The age-related decline of learning and memory is a common phenomenon in humans and animals, even though the underlying mechanism is not yet known. In the present study, we propose that synaptotagmin 1 (Syt 1) might be a synaptic protein involved in the loss of learning and memory with aging. To test this hypothesis, the age-related spatial cognitive ability of 36 P8 mice (15 mice aged 4 months, 11 mice aged 8 months and 10 mice aged 13 months) was measured in a Morris water maze. After the behavioral test, both the protein and mRNA levels of Syt 1 were determined in the dorsal hippocampus by means of immunocytochemistry and reverse transcriptase polymerase chain reaction (RT-PCR), respectively. In the Morris water maze, the latency of the 4-month mice to find the submerged platform was significantly shorter than that of the older mice, while there were no significant differences between the 8- and 13-month-old mice in this respect. Compared to the 4-month-old mice, the Syt 1 protein in the 13-month-old mice was significantly increased in almost all layers of each subfield of the hippocampus. The average level of Syt 1 mRNA in the dorsal hippocampus of the P8 mice had not changed with aging.
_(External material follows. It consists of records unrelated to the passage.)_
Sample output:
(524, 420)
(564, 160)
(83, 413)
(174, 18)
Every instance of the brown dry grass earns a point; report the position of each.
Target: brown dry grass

The latency of the 13-month-old P8 mice tested in the Morris water maze was positively correlated with the Syt 1 immunoreactivity in four circuit-specific regions in the dorsal hippocampus. Interestingly, the latency in the Morris water maze was also positively correlated with the level of Syt 1 mRNA in the dorsal hippocampus in individual aged P8 mouse. These results suggest that increased Syt 1 in the dorsal hippocampus in aged mice might be responsible for the age-related impairment of learning and memory.